Attualmente i sistemi bibliotecari sono tre: Grande Mantova, a cui aderiscono 14 Comuni, compreso il capoluogo, presieduto dalla Nobis, delegata dal sindaco Palazzi; Ovest mantovano (29 Comuni) con presidente il sindaco di Gazoldo Nicola Leoni e Legenda (la Bassa con 21 Comuni), affidato al primo cittadino di Sermide–Felonica Mirco Bortesi. «Noi tre presidenti - spiega la Nobis - abbiamo condiviso un percorso comune anche con gli operatori bibliotecari e con i sindaci riuniti nelle varie assemblee di zona. La convenzione è stata licenziata all’unanimità». L’unificazione dei tre sistemi bibliotecari non sarà un salto nel buio; da un anno, infatti, i tre sistemi condividono l’attività di acquisto e distribuzione dei libri in base ad un accordo che, in sostanza, ha preceduto quello che sarà il futuro. Il centro del nuovo sistema sarà il Comune di Mantova con il Baratta. Attualmente il personale dei tre sistemi bibliotecari è formato da tre coordinatori: con la nuova rete ci saranno almeno un direttore e due coordinatori. La governace politica sarà affidata alla conferenza dei sindaci che eleggerà un ufficio di presidenza formato da cinque membri, di cui uno indicato dal Comune capoluogo. L’ufficio di presidenza eleggerà il presidente. Nella convenzione nulla viene detto circa la sua provenienza, ma è chiaro che essendo Mantova il Comune «centro sistema» (fornirà la sede, il Baratta, il quale, a sua volta, farà da supporto alle biblioteche di base) la presidenza non potrà che essere una sua espressione.

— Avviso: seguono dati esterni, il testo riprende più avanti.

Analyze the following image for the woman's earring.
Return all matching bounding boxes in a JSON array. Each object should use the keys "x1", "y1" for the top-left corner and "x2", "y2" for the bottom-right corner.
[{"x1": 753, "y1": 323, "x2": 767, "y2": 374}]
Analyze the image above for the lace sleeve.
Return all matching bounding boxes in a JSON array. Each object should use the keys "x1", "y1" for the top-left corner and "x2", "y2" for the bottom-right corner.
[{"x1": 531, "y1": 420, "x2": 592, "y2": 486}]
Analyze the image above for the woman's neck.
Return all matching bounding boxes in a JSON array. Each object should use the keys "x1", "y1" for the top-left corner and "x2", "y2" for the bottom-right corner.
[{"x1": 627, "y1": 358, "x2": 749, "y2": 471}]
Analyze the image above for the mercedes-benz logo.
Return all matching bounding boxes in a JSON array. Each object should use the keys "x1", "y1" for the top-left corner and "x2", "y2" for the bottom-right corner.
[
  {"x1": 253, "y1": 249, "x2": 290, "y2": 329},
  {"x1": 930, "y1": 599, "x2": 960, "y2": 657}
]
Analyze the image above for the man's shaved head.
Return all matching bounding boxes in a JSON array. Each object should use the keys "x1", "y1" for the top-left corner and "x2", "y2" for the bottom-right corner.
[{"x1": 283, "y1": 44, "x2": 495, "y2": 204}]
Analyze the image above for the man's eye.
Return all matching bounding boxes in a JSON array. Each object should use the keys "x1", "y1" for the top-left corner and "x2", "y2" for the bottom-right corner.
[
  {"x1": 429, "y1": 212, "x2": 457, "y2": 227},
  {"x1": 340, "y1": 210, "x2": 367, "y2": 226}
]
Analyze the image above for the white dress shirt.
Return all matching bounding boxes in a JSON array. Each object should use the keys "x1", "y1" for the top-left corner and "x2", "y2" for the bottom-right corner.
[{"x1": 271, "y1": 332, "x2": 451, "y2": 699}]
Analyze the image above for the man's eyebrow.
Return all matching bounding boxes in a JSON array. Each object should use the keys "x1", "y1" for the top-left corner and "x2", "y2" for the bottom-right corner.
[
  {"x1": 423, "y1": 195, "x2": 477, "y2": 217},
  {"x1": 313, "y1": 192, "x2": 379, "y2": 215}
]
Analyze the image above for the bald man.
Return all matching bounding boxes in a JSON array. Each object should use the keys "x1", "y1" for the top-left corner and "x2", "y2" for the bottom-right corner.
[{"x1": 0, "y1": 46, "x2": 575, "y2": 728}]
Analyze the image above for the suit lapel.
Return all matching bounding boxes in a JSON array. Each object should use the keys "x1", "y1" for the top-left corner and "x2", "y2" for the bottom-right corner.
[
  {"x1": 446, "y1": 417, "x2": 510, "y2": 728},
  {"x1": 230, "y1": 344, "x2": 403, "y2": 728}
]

«Questo è un passaggio storico - commenta il sindaco di Gazoldo, Leoni - Per il cittadino non cambierà nulla dal punto di vista dell’erogazione del servizio, ma troverà più qualità e anche più servizi. Daremo una veste politica forte per raggiungere gli obiettivi ambiziosi che ci siamo posti a favore dei nostri cittadini. Con la rete unica avremo più forza per accedere ai fondi pubblici, partecipando ai vari bandi regionali, nazionali ed europei». (Sa.Mor.)